Tricia crossed her arms over her chest. She was through giving hints. “Pammy, I know about the check.”

Pammy blinked. “Check?”

“Yes, the one you stole out of my checkbook and wrote to yourself for one hundred dollars.”

Pammy laughed nervously. “Oh, that check. Well, you weren’t around, and you’ve been such a generous hostess that I figured-”

“You figured wrong.”

Pammy didn’t apologize. In fact, she just stood there, her expression blank.

“Besides, two weeks is too long for a drop-in visit. It’s time for you to move on.”

“But I don’t have anywhere to go!” Pammy protested.

“You have family in the next county.”

“But I hate them-and they all hate me. You know that,” she accused.

After sharing digs with Pammy once again, Tricia could well understand why the woman’s family might not want her around. Pammy hadn’t changed a bit since college. Lazy. Noisy. Freeloading. Irresponsible. And now a thief. How had Tricia tolerated living with her in that tiny dorm room for eight semesters?

This time, Tricia didn’t back down. “I’m sorry, Pammy. You can’t stay with me any longer.”

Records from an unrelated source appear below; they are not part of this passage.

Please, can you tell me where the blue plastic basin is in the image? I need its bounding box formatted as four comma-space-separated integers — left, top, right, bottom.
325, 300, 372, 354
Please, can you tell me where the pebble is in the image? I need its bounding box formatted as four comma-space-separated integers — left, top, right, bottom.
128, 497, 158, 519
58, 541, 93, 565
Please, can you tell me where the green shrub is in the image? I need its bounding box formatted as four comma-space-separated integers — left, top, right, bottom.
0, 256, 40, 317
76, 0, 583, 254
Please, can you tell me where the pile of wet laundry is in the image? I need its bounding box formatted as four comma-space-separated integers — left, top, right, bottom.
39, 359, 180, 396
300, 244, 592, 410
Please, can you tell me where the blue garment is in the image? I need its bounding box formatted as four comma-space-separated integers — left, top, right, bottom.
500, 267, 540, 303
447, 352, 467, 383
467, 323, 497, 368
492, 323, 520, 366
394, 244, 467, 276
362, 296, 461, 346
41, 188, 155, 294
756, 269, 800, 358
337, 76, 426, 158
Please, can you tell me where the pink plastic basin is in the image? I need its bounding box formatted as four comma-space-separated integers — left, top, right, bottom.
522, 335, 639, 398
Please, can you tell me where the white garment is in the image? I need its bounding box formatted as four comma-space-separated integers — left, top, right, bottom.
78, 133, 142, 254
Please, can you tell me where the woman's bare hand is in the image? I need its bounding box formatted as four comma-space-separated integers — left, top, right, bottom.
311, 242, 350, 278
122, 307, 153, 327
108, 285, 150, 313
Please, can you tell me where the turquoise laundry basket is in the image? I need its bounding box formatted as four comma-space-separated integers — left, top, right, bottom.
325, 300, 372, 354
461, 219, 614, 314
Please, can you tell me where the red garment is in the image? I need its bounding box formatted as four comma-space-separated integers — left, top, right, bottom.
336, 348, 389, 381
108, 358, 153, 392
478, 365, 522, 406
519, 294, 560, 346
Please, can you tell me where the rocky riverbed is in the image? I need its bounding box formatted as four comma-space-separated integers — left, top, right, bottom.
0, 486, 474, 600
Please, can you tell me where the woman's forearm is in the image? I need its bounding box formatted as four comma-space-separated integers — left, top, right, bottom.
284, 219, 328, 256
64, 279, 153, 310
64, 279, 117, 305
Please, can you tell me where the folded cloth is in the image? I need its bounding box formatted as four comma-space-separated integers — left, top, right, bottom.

A tense silence hung between them for interminably long seconds. Tricia waited for an explosion-or at least tears. Instead, Pammy’s face lost all animation, and she shrugged. “Okay.” She turned away to poke through the open suitcase Tricia had left on the couch. She picked up a blouse, sniffed under the arms, and set it back in the suitcase. She repeated the process until she found a shirt she deemed acceptable, grabbed a pair of jeans, and headed for the bathroom once again. “I’ll be out of your hair in ten minutes,” she said over her shoulder, with no hint of malice.

Tricia stood rooted to the floor. Her little gray cat, Miss Marple, jumped down from the bedroom windowsill, then trotted up to Tricia in the living room, giving her owner a “what gives?” look.

“You’ve got me,” Tricia said. “But she is leaving.”

“Yow!” Miss Marple said, in what sounded like kitty triumph.

True to her word, Pammy emerged from the bathroom less than five minutes later, her still-damp hair now gathered in a ponytail at her neck. “You didn’t have to wait for me,” she said. “Or did you think I’d steal your stainless cutlery?” Then she laughed.

“I thought I’d help you with your things.”

“No need,” Pammy said quite affably. She rearranged some of the clothes in the suitcase, latched it, and hauled it off the couch. She slipped her bare feet into her scuffed-up Day-Glo pink Crocs and eyed a carton on the floor. It was filled with books she’d acquired during her stay. “Can I leave this here for a couple of days-just until I get settled? I don’t have room for it in my car right now.”